The two special pages are mapped in web.xml using their custom URLs:
<servlet-mapping> <servlet-name>vlib</servlet-name> <url-pattern>/book/*</url-pattern> </servlet-mapping> <servlet-mapping> <servlet-name>vlib</servlet-name> <url-pattern>/person/*</url-pattern> </servlet-mapping>
The implementation of the ViewPageEncoder class is all about an encode() method and a matching decode() method.

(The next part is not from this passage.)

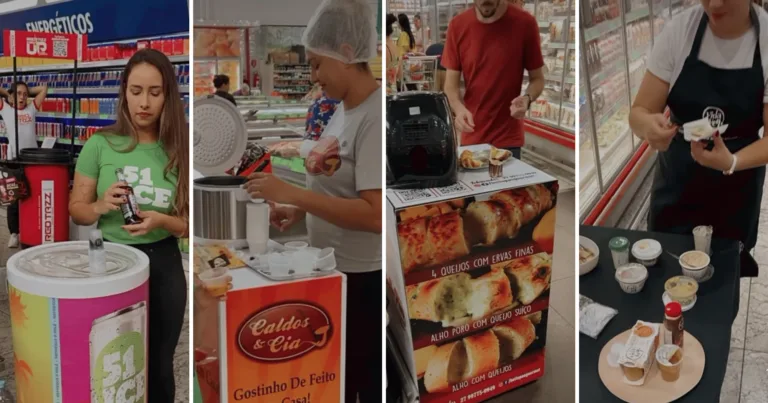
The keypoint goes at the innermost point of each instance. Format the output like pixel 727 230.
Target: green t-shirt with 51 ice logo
pixel 143 167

The encode() method must check to see if the link being generated is the right page name and the right service, returning (without doing anything) if not. The link being constructed is represented as an instance of ServiceEncoding :
public void encode(ServiceEncoding encoding) { if (!isExternalService(encoding)) return; String pageName = encoding.getParameterValue(ServiceConstants.PAGE); if (!pageName.equals(_pageName)) return; StringBuilder builder = new StringBuilder(_url); String[] params = encoding.getParameterValues(ServiceConstants.PARAMETER); // params will not be null; in fact, pretty sure it will consist // of just one element (an integer). for (String param : params) { builder.append("/"); builder.append(param); } encoding.setServletPath(builder.toString()); encoding.setParameterValue(ServiceConstants.SERVICE, null); encoding.setParameterValue(ServiceConstants.PAGE, null); encoding.setParameterValue(ServiceConstants.PARAMETER, null); } private boolean isExternalService(ServiceEncoding encoding) { String service = encoding.getParameterValue(ServiceConstants.SERVICE); return service.equals(Tapestry.EXTERNAL_SERVICE); }
We cheat just a bit here because we know that the service parameters will be a single numeric string. You can see exactly how encoder works, by building a new servlet path that encodes information that was stored as query parameters, the setting those query parameters to null
The flip side is the decode() method, which works by recognizing the URL generated by the encode() method and restoring the query parameters by parsing the URL:
public void decode(ServiceEncoding encoding) { String servletPath = encoding.getServletPath(); if (!servletPath.equals(_url)) return; String pathInfo = encoding.getPathInfo(); String[] params = TapestryUtils.split(pathInfo.substring(1), '/'); encoding.setParameterValue(ServiceConstants.SERVICE, Tapestry.EXTERNAL_SERVICE); encoding.setParameterValue(ServiceConstants.PAGE, _pageName); encoding.setParameterValues(ServiceConstants.PARAMETER, params); }
When constructing this style of encoder, it is important to remember that the servlet path does not end with a slash, but tthe path info, if non-null, will start with a slash.